Comment by smcl
See this is one of the reasons I struggle to get on board the AI hype train. Any time I've seen some breathless claim about it's capabilities that feels a bit too good to be true, someone with knowledge in the domain takes a closer look and it turns out to have been exaggerated and meant to draw eyeballs and investors to some fledgling AI company.
I just feel like if we were genuinely on the cusp of an AI revolution like it is claimed, we wouldn't need to keep seeing this sort of thing. Like I feel like a lot of the industry is full of flim-flam men trying to scam people, and if the tech was as capable as we keep getting told it is there'd be no need for dishonesty or sleight of hand.

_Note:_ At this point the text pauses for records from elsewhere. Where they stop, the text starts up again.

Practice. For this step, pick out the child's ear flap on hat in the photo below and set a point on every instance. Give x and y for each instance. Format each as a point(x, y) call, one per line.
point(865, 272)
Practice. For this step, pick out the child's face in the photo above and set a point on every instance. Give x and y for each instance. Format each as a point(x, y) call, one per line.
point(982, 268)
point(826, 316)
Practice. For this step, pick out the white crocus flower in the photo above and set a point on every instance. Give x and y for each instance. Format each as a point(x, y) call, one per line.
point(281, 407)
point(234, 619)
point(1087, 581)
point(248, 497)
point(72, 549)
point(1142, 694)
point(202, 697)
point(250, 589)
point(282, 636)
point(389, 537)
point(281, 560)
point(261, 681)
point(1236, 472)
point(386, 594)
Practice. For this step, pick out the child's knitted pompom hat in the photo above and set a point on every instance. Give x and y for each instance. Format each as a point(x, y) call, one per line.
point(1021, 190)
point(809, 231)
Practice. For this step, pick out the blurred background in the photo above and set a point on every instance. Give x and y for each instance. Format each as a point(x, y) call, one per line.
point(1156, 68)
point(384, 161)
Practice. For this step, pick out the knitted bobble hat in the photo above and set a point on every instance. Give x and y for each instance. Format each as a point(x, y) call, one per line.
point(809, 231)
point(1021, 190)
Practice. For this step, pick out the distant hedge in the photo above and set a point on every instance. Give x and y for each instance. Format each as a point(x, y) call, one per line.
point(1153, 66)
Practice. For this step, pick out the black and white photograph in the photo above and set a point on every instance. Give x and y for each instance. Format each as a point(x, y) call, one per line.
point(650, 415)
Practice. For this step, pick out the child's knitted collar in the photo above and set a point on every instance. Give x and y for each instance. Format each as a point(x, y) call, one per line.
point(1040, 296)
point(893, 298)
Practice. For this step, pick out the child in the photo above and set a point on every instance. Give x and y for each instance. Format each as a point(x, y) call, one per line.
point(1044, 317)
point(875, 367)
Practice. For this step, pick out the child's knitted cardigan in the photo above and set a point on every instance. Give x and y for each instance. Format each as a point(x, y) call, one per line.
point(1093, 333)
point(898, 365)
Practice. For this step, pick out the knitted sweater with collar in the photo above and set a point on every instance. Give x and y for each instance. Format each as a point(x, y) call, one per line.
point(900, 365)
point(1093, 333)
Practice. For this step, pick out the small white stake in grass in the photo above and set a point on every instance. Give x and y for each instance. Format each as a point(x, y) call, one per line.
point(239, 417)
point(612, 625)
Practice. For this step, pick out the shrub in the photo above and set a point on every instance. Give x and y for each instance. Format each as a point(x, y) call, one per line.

I have commented elsewhere but this bears repeating
If you had enough paper and ink and the patience to go through it, you could take all the training data and manually step through and train the same model. Then once you have trained the model you could use even more pen and paper to step through the correct prompts to arrive at the answer. All of this would be a completely mechanical process. This really does bear thinking about. It's amazing the results that LLM's are able to acheive. But let's not kid ourselves and start throwing about terms like AGI or emergence just yet. It makes a mechanical process seem magical (as do computers in general).
I should add it also makes sense as to why it would, just look at the volume of human knowledge (the training data). It's the training data with the mass quite literally of mankind's knowledge, genius, logic, inferences, language and intellect that does the heavy lifting.